Historically, classification has been a manual process and mostly remains so today, said EMC Corp.'s Ken Steinhardt, CTO of Customer Operations. It is also a process most companies have not spent a lot of time on. Only about 10% of all information today is classified.
"A lot of information that is digitally created really doesnt need to be stored, but (the study) is sort of a wake up call for just how big the need is for getting better management, better controls and better classification of information truly will be for an organization going forward," said Steinhardt.
There are three main areas into which information falls: availability/recoverability, performance, and compliance. How important is it this information be available/recoverable if there is a catastrophe? How important is this information to the performance of the business or its operations? And how important is this information for compliance purposes.

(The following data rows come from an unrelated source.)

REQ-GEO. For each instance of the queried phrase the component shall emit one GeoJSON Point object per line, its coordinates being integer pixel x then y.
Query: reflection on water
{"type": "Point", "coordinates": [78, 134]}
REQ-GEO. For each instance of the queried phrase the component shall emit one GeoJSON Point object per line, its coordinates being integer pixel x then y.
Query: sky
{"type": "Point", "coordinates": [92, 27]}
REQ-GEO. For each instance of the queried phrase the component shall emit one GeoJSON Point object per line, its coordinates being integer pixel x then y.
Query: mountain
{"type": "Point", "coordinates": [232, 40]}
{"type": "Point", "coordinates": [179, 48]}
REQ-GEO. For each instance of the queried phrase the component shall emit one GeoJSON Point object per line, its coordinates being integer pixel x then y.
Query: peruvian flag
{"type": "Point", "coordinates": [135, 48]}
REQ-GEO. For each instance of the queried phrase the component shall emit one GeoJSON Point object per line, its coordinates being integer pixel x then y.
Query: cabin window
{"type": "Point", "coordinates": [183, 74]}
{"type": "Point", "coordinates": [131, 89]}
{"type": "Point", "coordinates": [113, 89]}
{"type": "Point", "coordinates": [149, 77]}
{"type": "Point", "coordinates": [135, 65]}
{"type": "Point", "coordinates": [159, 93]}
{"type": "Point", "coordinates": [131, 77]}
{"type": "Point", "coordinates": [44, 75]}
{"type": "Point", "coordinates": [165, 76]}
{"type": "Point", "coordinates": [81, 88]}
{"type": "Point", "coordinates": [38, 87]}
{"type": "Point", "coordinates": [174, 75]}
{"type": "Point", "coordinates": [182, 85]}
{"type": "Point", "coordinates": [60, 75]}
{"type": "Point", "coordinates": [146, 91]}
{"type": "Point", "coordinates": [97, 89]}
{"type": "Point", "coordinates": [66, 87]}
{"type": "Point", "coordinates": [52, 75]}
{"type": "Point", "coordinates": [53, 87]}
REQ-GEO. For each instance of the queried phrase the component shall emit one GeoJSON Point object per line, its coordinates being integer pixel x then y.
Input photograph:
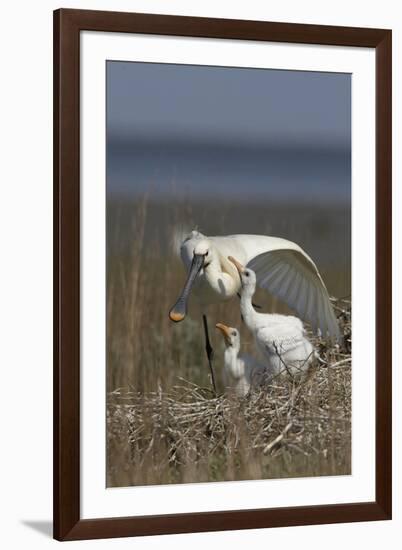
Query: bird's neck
{"type": "Point", "coordinates": [231, 360]}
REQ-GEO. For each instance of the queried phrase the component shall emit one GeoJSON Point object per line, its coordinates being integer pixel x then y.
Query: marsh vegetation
{"type": "Point", "coordinates": [164, 424]}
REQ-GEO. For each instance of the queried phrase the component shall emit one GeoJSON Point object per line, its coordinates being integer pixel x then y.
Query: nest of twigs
{"type": "Point", "coordinates": [288, 427]}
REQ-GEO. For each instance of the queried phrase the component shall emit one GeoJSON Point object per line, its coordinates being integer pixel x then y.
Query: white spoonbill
{"type": "Point", "coordinates": [280, 338]}
{"type": "Point", "coordinates": [240, 371]}
{"type": "Point", "coordinates": [281, 267]}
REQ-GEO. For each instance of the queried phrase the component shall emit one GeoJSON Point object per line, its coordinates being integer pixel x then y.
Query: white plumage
{"type": "Point", "coordinates": [280, 338]}
{"type": "Point", "coordinates": [241, 371]}
{"type": "Point", "coordinates": [281, 267]}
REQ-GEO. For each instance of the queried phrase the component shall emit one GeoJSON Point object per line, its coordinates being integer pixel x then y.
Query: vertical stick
{"type": "Point", "coordinates": [209, 350]}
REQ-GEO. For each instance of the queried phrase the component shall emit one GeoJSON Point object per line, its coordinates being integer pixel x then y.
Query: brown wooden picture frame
{"type": "Point", "coordinates": [67, 26]}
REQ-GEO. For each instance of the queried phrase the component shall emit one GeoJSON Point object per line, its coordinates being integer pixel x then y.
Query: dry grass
{"type": "Point", "coordinates": [289, 427]}
{"type": "Point", "coordinates": [164, 425]}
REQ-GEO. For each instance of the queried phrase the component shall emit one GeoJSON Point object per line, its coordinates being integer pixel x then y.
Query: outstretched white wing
{"type": "Point", "coordinates": [286, 271]}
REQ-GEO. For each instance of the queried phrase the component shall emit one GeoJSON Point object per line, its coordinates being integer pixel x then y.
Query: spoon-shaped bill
{"type": "Point", "coordinates": [179, 310]}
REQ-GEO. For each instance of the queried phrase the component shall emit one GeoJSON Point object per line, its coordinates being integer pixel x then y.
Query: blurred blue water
{"type": "Point", "coordinates": [227, 132]}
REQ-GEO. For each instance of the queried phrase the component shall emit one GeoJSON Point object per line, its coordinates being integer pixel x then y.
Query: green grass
{"type": "Point", "coordinates": [157, 370]}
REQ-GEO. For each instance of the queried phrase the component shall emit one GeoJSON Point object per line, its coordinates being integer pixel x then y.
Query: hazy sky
{"type": "Point", "coordinates": [274, 133]}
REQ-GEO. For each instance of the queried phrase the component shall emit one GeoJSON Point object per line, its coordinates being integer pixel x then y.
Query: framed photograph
{"type": "Point", "coordinates": [222, 274]}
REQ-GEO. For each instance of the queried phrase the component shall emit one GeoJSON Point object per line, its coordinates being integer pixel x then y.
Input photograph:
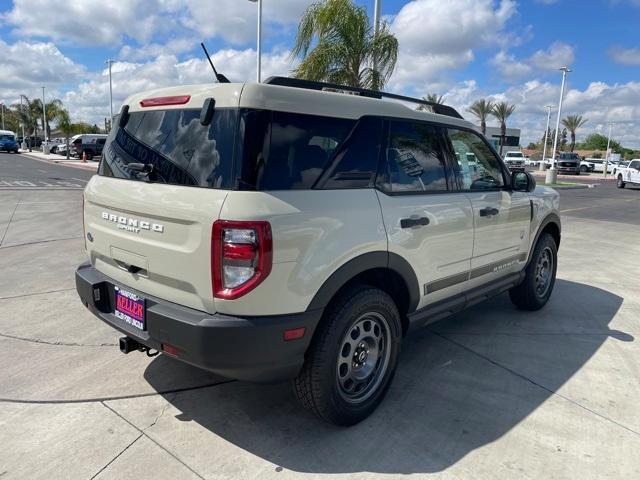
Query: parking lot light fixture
{"type": "Point", "coordinates": [543, 165]}
{"type": "Point", "coordinates": [552, 173]}
{"type": "Point", "coordinates": [259, 45]}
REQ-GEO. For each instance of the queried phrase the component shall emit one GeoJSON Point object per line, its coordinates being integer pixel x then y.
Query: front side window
{"type": "Point", "coordinates": [477, 167]}
{"type": "Point", "coordinates": [415, 158]}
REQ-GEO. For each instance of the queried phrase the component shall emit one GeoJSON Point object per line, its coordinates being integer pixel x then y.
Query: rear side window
{"type": "Point", "coordinates": [288, 151]}
{"type": "Point", "coordinates": [415, 158]}
{"type": "Point", "coordinates": [181, 150]}
{"type": "Point", "coordinates": [477, 167]}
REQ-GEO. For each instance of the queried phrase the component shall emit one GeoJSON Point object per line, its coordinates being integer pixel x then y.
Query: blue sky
{"type": "Point", "coordinates": [464, 49]}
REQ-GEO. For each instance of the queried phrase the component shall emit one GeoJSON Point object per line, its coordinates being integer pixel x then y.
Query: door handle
{"type": "Point", "coordinates": [488, 212]}
{"type": "Point", "coordinates": [414, 222]}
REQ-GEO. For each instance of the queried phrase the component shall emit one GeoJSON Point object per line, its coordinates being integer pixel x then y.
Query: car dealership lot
{"type": "Point", "coordinates": [489, 393]}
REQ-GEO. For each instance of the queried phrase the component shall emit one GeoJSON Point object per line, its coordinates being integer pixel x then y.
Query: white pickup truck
{"type": "Point", "coordinates": [629, 174]}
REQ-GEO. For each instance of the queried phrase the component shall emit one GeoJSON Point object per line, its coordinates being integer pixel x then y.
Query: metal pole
{"type": "Point", "coordinates": [606, 159]}
{"type": "Point", "coordinates": [259, 68]}
{"type": "Point", "coordinates": [552, 173]}
{"type": "Point", "coordinates": [543, 165]}
{"type": "Point", "coordinates": [44, 117]}
{"type": "Point", "coordinates": [24, 143]}
{"type": "Point", "coordinates": [109, 62]}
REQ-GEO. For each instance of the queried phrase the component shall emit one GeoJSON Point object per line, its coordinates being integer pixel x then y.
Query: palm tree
{"type": "Point", "coordinates": [482, 109]}
{"type": "Point", "coordinates": [573, 123]}
{"type": "Point", "coordinates": [432, 98]}
{"type": "Point", "coordinates": [501, 111]}
{"type": "Point", "coordinates": [345, 49]}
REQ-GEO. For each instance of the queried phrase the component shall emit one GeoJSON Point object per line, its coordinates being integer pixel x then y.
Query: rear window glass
{"type": "Point", "coordinates": [181, 150]}
{"type": "Point", "coordinates": [288, 151]}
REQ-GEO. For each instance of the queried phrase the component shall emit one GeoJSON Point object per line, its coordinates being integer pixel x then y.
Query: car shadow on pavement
{"type": "Point", "coordinates": [462, 383]}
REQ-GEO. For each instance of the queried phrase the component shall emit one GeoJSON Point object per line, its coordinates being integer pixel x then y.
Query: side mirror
{"type": "Point", "coordinates": [523, 182]}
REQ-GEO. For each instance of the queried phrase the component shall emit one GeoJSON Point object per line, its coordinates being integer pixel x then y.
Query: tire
{"type": "Point", "coordinates": [333, 383]}
{"type": "Point", "coordinates": [536, 288]}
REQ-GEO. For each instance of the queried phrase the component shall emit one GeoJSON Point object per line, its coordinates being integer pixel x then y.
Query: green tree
{"type": "Point", "coordinates": [502, 111]}
{"type": "Point", "coordinates": [65, 126]}
{"type": "Point", "coordinates": [482, 109]}
{"type": "Point", "coordinates": [573, 123]}
{"type": "Point", "coordinates": [336, 43]}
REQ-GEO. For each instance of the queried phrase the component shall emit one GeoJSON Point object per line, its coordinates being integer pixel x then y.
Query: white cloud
{"type": "Point", "coordinates": [437, 36]}
{"type": "Point", "coordinates": [626, 56]}
{"type": "Point", "coordinates": [90, 100]}
{"type": "Point", "coordinates": [111, 23]}
{"type": "Point", "coordinates": [28, 66]}
{"type": "Point", "coordinates": [557, 55]}
{"type": "Point", "coordinates": [599, 102]}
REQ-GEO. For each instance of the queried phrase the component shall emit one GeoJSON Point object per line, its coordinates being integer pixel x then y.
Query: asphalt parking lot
{"type": "Point", "coordinates": [490, 393]}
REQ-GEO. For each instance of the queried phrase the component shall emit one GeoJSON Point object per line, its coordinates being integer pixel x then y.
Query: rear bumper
{"type": "Point", "coordinates": [249, 348]}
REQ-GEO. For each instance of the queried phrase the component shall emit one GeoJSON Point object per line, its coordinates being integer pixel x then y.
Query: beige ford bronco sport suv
{"type": "Point", "coordinates": [299, 230]}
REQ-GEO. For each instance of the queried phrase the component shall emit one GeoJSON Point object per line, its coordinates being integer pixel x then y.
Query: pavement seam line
{"type": "Point", "coordinates": [41, 241]}
{"type": "Point", "coordinates": [37, 293]}
{"type": "Point", "coordinates": [142, 432]}
{"type": "Point", "coordinates": [110, 399]}
{"type": "Point", "coordinates": [61, 344]}
{"type": "Point", "coordinates": [116, 457]}
{"type": "Point", "coordinates": [10, 219]}
{"type": "Point", "coordinates": [533, 382]}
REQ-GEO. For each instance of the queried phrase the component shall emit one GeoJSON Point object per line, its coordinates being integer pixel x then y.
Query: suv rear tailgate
{"type": "Point", "coordinates": [153, 237]}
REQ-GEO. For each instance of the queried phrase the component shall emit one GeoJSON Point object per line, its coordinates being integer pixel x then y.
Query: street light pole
{"type": "Point", "coordinates": [606, 159]}
{"type": "Point", "coordinates": [44, 117]}
{"type": "Point", "coordinates": [110, 62]}
{"type": "Point", "coordinates": [543, 165]}
{"type": "Point", "coordinates": [259, 46]}
{"type": "Point", "coordinates": [552, 173]}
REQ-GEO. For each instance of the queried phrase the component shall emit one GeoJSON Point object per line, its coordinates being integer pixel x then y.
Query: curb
{"type": "Point", "coordinates": [60, 162]}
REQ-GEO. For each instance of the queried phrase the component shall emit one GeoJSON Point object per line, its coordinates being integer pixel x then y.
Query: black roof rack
{"type": "Point", "coordinates": [363, 92]}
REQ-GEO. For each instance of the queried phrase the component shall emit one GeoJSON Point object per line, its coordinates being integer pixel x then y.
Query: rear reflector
{"type": "Point", "coordinates": [294, 334]}
{"type": "Point", "coordinates": [159, 101]}
{"type": "Point", "coordinates": [170, 349]}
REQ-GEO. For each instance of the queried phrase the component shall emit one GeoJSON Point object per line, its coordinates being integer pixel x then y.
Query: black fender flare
{"type": "Point", "coordinates": [550, 218]}
{"type": "Point", "coordinates": [362, 263]}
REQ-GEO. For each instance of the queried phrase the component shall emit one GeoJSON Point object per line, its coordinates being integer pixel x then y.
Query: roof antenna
{"type": "Point", "coordinates": [221, 78]}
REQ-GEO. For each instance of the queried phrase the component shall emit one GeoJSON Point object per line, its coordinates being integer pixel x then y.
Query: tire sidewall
{"type": "Point", "coordinates": [546, 240]}
{"type": "Point", "coordinates": [368, 300]}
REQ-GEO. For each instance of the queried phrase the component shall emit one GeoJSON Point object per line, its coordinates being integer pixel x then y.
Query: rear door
{"type": "Point", "coordinates": [501, 217]}
{"type": "Point", "coordinates": [427, 222]}
{"type": "Point", "coordinates": [151, 231]}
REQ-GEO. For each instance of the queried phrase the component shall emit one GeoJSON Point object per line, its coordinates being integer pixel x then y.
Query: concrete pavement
{"type": "Point", "coordinates": [489, 393]}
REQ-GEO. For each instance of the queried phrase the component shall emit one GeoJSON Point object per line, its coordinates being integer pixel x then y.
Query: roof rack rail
{"type": "Point", "coordinates": [363, 92]}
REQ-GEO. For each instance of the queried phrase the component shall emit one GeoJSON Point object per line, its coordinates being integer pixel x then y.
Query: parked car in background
{"type": "Point", "coordinates": [629, 174]}
{"type": "Point", "coordinates": [586, 166]}
{"type": "Point", "coordinates": [569, 162]}
{"type": "Point", "coordinates": [89, 144]}
{"type": "Point", "coordinates": [8, 141]}
{"type": "Point", "coordinates": [514, 160]}
{"type": "Point", "coordinates": [618, 166]}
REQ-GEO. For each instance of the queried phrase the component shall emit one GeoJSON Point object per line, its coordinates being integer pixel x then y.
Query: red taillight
{"type": "Point", "coordinates": [159, 101]}
{"type": "Point", "coordinates": [241, 256]}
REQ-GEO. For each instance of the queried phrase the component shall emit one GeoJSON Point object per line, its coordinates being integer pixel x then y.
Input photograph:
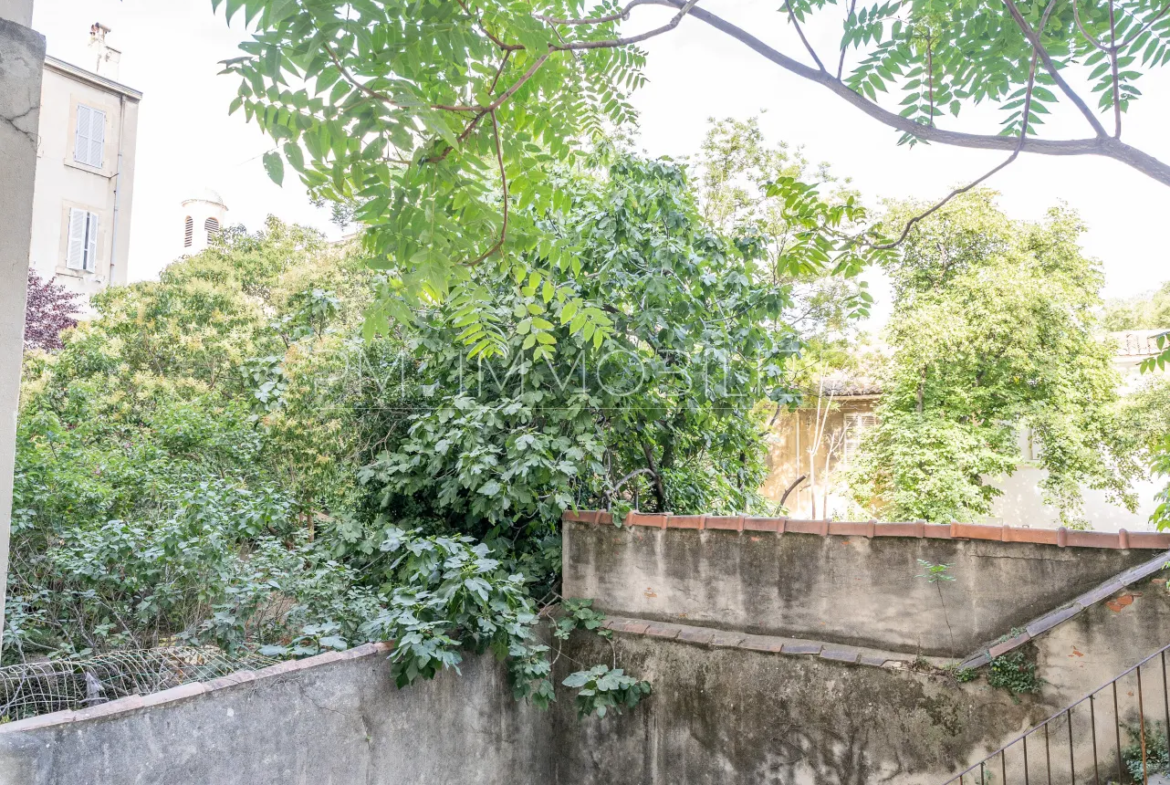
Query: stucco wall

Once these three things are decided, you are on your way. The next step however turning information into knowledge makes things a bit more difficult. To constrict information to early on can vacate it's value very quickly. As information flows through a company and is worked with and added to, only then does it truly become valuable.
But, that value, is itself a moving target, said ISIC's Bohn.
"And it has proven very difficult for automation to be moved to front-end of the information lifecycle, because your incentive at that point isn't to classify it, it's to actually allow information to be broadly disseminated so you take out of it the knowledge component before you then automate the process, you move off the components that are not knowledge related," he said.
For now, the best most companies can do is to implement policies that control the retention of data, especially unstructured data such as emails, which are becoming increasingly critical to classify because of their importance to the business and for litigation reasons. And to put in place classification efforts around all the data the company generates or comes into contact with.
There are tools to make the job easier, but it's not going to be an easy job.
"The fundamental starting point is, dare I say it, is the recognition of the fact the world of IT has focused too much on the tech side and not the information side, which is where IT needs to be pointed going forward," said EMC's Steinhardt.